I did a search and saw a few folks mentioned an undercoat rake and a slicker for regular use. Can anyone please tell me what kind and what should I look for that will last. I'd like to order a few things from Amazon and would like to order these essentials while I am at it.

Jake is 5 months old and already beginning to shed, I know laugh at me!!!! So I need to get some good quality brushes.

Thanks in advance....
Renee'


----------



## Elaine (Sep 10, 2006)

I never use a slicker brush. All I ever use is an undercoat rake and during shedding season I will use a soft rubber curry before raking him.


----------



## GSDSunshine (Sep 7, 2009)

I have an arsenal of brushes. lol. 

For when he is wet and for random brushing I have a pin/bristle combo that can deal with wet fur. 





For a nice gentle deshedding and brush I use a deshedding rake/ shedding blade combo.

Shedding rake


----------



## Jax08 (Feb 13, 2009)

I use a zoom groom. It's like a rubber curry. It's the only one she'll stand still for.


----------



## jakeandrenee (Apr 30, 2010)

Kira,
Would the deshedding rake/blade be the same as furminator? If so I have one of those, but I don't have a pin brush....


----------



## GSDSunshine (Sep 7, 2009)

yes....and no.

The furminator is like the blade, it can be over used, but the shedding rake is not as troublesome. If you have the furminator you might not need the shedding rake. but I do like teh pin brush for everyday type grooming, not harsh on his skin or coat, and the bristles are tipped to not irritate. 

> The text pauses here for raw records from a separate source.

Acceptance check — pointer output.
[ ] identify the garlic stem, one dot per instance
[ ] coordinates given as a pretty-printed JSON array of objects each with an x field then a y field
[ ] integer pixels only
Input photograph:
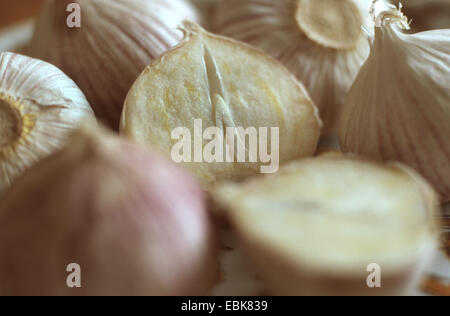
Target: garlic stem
[{"x": 391, "y": 15}]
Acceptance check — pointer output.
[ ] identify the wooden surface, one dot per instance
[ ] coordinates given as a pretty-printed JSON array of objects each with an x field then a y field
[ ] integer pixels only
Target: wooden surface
[{"x": 13, "y": 11}]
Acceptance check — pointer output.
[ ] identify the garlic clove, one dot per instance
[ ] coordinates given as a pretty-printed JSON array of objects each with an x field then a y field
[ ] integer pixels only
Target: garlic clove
[
  {"x": 39, "y": 107},
  {"x": 316, "y": 226},
  {"x": 134, "y": 223},
  {"x": 320, "y": 41},
  {"x": 399, "y": 106},
  {"x": 225, "y": 84},
  {"x": 116, "y": 41}
]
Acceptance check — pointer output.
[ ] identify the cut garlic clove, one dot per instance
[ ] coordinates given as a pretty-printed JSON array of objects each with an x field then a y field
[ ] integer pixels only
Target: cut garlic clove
[
  {"x": 399, "y": 106},
  {"x": 115, "y": 42},
  {"x": 39, "y": 107},
  {"x": 134, "y": 223},
  {"x": 320, "y": 41},
  {"x": 224, "y": 84},
  {"x": 316, "y": 226}
]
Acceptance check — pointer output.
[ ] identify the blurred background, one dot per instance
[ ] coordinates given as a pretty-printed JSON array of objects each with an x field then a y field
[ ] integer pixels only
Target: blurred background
[{"x": 12, "y": 12}]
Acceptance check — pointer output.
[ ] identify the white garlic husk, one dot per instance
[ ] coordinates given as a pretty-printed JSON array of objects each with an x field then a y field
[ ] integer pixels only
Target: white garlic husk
[
  {"x": 116, "y": 41},
  {"x": 399, "y": 105},
  {"x": 133, "y": 222},
  {"x": 39, "y": 107},
  {"x": 321, "y": 41},
  {"x": 427, "y": 14}
]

I guess it is up to you. I feel like with all this heat that I might have to break down and get a furminator of my own.


----------



## jakeandrenee (Apr 30, 2010)

I ordered them both....I have refrained from using the furminator because he is so young and his coat is just coming in...but have in reserves for the spring.
Today we went swimming for the first time and I tried to use my piece of junk brush and it was awful....waste of time. He is soooo tired I can barely get him to do any training today....day off for us both! )

Thanks once again for your help.


----------